EU Safe Harbor
Acxiom pledges to conduct its business according to the EU Safe Harbor Principles and the frequently asked questions (FAQs) issued by the U.S. Department of Commerce on July 21, 2000.
Personal information that is transferred to Acxiom in the United States from the European Union (EU) falls under one of the following two situations:
Processor on Behalf
Acxiom provides customized computer services designed to help companies manage their customer information more effectively, increase profitability of their marketing and reduce the operational costs of processing customer transactions. In this capacity, Acxiom does not own or control any of the information it processes on behalf of Acxiom’s clients. All such information is owned and controlled by Acxiom’s clients. In this capacity Acxiom receives information transferred from the EU to the United States merely as a processor on behalf of our clients.
Acxiom also provides business and consumer information products designed to help companies market more successfully, integrate and improve the accuracy of their customer information and reduce the operational costs of processing customer data. In this function, Acxiom acts as a data controller of the personal information contained in these information products. To the extent required by local law, Acxiom subsidiaries located in the member states act as the data controller with respect to personal data collected, processed and stored.

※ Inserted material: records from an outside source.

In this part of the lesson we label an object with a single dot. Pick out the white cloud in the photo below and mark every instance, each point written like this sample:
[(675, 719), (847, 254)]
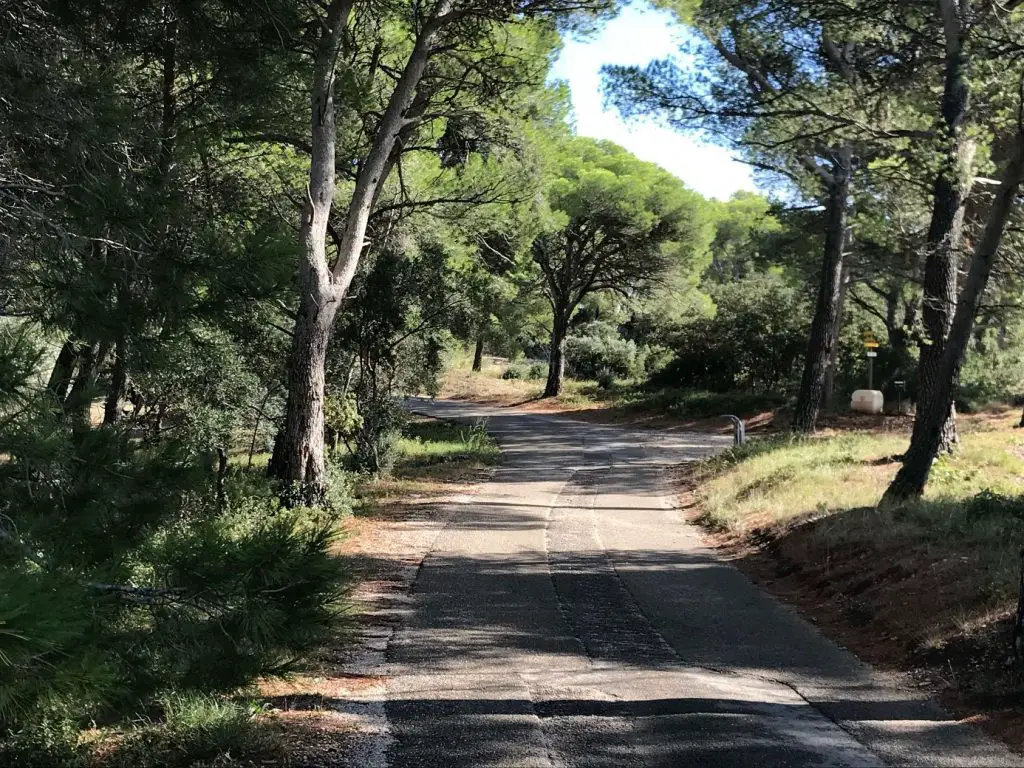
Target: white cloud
[(637, 36)]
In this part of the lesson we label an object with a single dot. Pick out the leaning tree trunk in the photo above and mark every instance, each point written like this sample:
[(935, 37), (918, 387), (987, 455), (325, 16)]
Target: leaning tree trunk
[(79, 401), (556, 359), (478, 355), (945, 232), (64, 370), (119, 383), (824, 328), (927, 441), (299, 449), (299, 455), (828, 393)]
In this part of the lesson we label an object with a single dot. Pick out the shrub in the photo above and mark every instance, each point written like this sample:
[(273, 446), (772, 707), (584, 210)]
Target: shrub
[(130, 576), (596, 351), (754, 342), (513, 373), (538, 371)]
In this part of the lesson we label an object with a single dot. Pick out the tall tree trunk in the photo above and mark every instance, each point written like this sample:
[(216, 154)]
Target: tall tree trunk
[(300, 456), (824, 328), (64, 369), (299, 453), (945, 232), (556, 359), (927, 441), (478, 354), (79, 399), (119, 382), (828, 393)]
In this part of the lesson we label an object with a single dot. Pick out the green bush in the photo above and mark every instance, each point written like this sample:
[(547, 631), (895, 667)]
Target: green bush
[(514, 372), (754, 342), (538, 371), (596, 351), (132, 573)]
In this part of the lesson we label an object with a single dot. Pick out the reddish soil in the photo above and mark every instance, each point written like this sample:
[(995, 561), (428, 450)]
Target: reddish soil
[(896, 605)]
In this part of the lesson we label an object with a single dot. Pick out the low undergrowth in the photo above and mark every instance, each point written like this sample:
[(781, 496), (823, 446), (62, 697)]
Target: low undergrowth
[(936, 579), (621, 397)]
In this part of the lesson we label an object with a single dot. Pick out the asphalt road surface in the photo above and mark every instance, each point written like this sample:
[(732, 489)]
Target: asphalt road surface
[(568, 616)]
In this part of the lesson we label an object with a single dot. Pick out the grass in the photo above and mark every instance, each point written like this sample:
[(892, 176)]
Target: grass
[(929, 577), (432, 456), (623, 399), (776, 480), (429, 441)]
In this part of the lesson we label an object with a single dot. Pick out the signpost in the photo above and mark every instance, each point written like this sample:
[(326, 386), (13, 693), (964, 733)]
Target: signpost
[(870, 345)]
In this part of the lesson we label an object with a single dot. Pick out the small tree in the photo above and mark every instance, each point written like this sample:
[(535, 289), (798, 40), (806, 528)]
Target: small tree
[(614, 223)]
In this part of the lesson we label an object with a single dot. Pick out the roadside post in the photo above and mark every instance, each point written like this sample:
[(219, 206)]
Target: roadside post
[(868, 400), (738, 429), (870, 348)]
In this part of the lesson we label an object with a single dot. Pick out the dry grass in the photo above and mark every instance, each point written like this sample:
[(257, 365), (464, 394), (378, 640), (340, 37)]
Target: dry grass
[(929, 587)]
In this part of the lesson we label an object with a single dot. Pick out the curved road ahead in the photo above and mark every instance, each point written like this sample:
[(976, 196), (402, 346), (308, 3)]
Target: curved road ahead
[(568, 616)]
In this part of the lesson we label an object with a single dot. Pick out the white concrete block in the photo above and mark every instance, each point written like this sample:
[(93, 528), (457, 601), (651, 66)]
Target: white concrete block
[(867, 401)]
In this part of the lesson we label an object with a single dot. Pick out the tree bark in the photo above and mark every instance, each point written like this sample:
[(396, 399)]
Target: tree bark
[(556, 358), (298, 452), (928, 440), (945, 232), (119, 382), (299, 458), (478, 355), (828, 393), (824, 328), (64, 369), (80, 398)]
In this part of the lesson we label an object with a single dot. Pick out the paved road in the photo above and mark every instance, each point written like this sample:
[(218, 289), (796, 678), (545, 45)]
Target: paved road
[(567, 616)]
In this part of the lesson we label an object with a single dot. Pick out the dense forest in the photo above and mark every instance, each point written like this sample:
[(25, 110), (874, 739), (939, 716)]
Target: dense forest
[(232, 233)]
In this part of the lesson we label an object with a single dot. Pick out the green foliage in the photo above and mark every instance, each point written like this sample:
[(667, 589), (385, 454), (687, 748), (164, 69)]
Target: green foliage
[(597, 351), (130, 578), (754, 341), (432, 441)]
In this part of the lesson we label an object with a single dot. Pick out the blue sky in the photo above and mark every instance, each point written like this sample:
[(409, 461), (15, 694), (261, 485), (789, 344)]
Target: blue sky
[(637, 36)]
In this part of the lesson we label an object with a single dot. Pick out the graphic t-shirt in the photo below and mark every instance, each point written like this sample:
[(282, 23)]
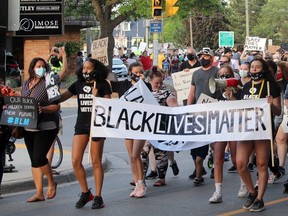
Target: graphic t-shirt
[(83, 90)]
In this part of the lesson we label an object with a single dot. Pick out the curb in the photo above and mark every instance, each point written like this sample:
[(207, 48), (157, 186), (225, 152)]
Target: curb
[(64, 177)]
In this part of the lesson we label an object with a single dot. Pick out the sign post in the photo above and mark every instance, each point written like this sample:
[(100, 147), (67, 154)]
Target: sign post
[(226, 39)]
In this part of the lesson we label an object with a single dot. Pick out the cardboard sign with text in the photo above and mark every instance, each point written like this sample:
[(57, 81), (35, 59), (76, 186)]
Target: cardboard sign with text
[(99, 50), (21, 111)]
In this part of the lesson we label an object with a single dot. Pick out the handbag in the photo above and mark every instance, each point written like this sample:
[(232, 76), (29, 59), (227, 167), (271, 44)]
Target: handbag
[(18, 132)]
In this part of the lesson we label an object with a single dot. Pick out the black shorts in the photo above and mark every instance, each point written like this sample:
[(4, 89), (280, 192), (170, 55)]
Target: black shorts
[(200, 152), (79, 131)]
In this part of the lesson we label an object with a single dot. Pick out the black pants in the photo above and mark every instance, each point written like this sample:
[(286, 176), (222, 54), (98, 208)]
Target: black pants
[(38, 144)]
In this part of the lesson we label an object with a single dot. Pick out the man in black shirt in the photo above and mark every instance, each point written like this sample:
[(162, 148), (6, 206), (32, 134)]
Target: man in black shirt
[(191, 62)]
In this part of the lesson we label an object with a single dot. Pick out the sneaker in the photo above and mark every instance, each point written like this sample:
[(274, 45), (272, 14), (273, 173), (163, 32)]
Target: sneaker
[(281, 170), (151, 175), (175, 168), (257, 206), (97, 203), (250, 167), (84, 198), (212, 174), (250, 200), (243, 191), (232, 169), (141, 190), (198, 181), (193, 175), (226, 156), (216, 198), (273, 178)]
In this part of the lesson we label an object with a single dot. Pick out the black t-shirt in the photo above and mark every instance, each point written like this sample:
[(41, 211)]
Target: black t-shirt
[(247, 90), (186, 64), (83, 90)]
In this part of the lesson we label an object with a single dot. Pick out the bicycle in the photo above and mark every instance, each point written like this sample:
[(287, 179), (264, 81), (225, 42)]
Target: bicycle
[(57, 154)]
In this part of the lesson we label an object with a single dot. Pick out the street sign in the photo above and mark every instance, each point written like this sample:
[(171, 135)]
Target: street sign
[(226, 39), (155, 26)]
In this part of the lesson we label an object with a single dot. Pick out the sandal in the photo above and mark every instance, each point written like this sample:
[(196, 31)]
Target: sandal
[(159, 183)]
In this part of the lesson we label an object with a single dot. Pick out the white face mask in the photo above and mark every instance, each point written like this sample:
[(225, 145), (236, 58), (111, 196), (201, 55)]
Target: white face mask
[(40, 72), (243, 73)]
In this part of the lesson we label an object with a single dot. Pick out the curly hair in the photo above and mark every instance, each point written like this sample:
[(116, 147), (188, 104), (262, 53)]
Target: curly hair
[(33, 62), (100, 71)]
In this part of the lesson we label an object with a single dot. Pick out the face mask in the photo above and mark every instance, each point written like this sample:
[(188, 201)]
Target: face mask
[(190, 56), (88, 76), (40, 72), (243, 73), (256, 76), (204, 62), (134, 77)]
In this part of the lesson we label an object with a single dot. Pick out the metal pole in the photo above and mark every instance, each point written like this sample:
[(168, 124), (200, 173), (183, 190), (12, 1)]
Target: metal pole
[(191, 31), (155, 48), (247, 17)]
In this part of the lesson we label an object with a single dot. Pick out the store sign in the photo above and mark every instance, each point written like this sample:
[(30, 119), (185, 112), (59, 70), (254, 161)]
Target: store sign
[(41, 17)]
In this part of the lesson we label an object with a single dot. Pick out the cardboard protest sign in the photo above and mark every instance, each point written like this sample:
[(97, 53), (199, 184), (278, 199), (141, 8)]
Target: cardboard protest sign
[(255, 43), (99, 50), (21, 111), (52, 86), (182, 83)]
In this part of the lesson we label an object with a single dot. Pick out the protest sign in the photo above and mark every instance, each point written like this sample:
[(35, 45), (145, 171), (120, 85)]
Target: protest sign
[(182, 83), (52, 86), (99, 50), (255, 43), (21, 111), (224, 121)]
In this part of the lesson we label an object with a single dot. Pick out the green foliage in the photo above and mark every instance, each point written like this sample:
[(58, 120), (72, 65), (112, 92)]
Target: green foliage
[(272, 22)]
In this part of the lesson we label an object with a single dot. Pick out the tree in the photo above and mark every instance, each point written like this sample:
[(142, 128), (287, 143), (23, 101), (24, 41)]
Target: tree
[(236, 16), (272, 22)]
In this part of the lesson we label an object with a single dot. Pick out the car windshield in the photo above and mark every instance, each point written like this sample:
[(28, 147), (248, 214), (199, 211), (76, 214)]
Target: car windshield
[(117, 61)]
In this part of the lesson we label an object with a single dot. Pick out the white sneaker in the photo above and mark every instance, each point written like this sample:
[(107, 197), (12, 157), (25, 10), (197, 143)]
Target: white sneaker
[(141, 190), (216, 198), (243, 191)]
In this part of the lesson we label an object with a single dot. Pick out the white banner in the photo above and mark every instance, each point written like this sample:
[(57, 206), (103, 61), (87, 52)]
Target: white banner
[(99, 50), (182, 83), (232, 121)]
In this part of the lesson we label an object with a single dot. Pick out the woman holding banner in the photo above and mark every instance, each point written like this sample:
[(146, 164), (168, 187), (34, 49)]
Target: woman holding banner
[(91, 80), (38, 141), (134, 147), (258, 87)]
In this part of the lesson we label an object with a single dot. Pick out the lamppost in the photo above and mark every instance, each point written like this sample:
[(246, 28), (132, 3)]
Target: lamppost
[(247, 17)]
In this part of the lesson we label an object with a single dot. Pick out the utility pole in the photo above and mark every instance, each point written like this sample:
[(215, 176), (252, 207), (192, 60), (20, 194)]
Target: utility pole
[(247, 17)]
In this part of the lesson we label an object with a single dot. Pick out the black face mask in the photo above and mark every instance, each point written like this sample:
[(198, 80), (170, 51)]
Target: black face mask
[(190, 56), (205, 62), (256, 76)]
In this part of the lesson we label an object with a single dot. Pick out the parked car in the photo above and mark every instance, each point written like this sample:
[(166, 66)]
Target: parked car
[(12, 76), (119, 68)]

Acxiom has appointed a corporate leader of fair information practices who is responsible for the internal supervision of Acxiom’s privacy policies. Acxiom has also appointed a corporate leader for data security. Acxiom is committed to educating its customers and associates (employees) in the United States and in the EU about the issues, guidelines and laws surrounding compliance with EU Safe Harbor.
The corporate leader for fair information practices and Acxiom’s internal legal team is available to any associate who has questions concerning Acxiom’s EU Safe Harbor Policy or data security practices.
Since the requirements for compliance with EU Safe Harbor vary depending on whether Acxiom is acting as a processor on behalf of Acxiom’s clients or as a data controller, Acxiom’s policies and manner of compliance are described separately below.
(1) Acxiom as a Processor on Behalf of Clients
When Acxiom acts as a processor on behalf of its clients, the policies outlined below apply to all data processing operations concerning personal information that has been transferred from the EU to the United States.
Before starting any processing on behalf of Acxiom’s clients, Acxiom will enter into a processing contract with the EU data controller responsible for the personal information pursuant to the applicable EU Member State Data Protection law.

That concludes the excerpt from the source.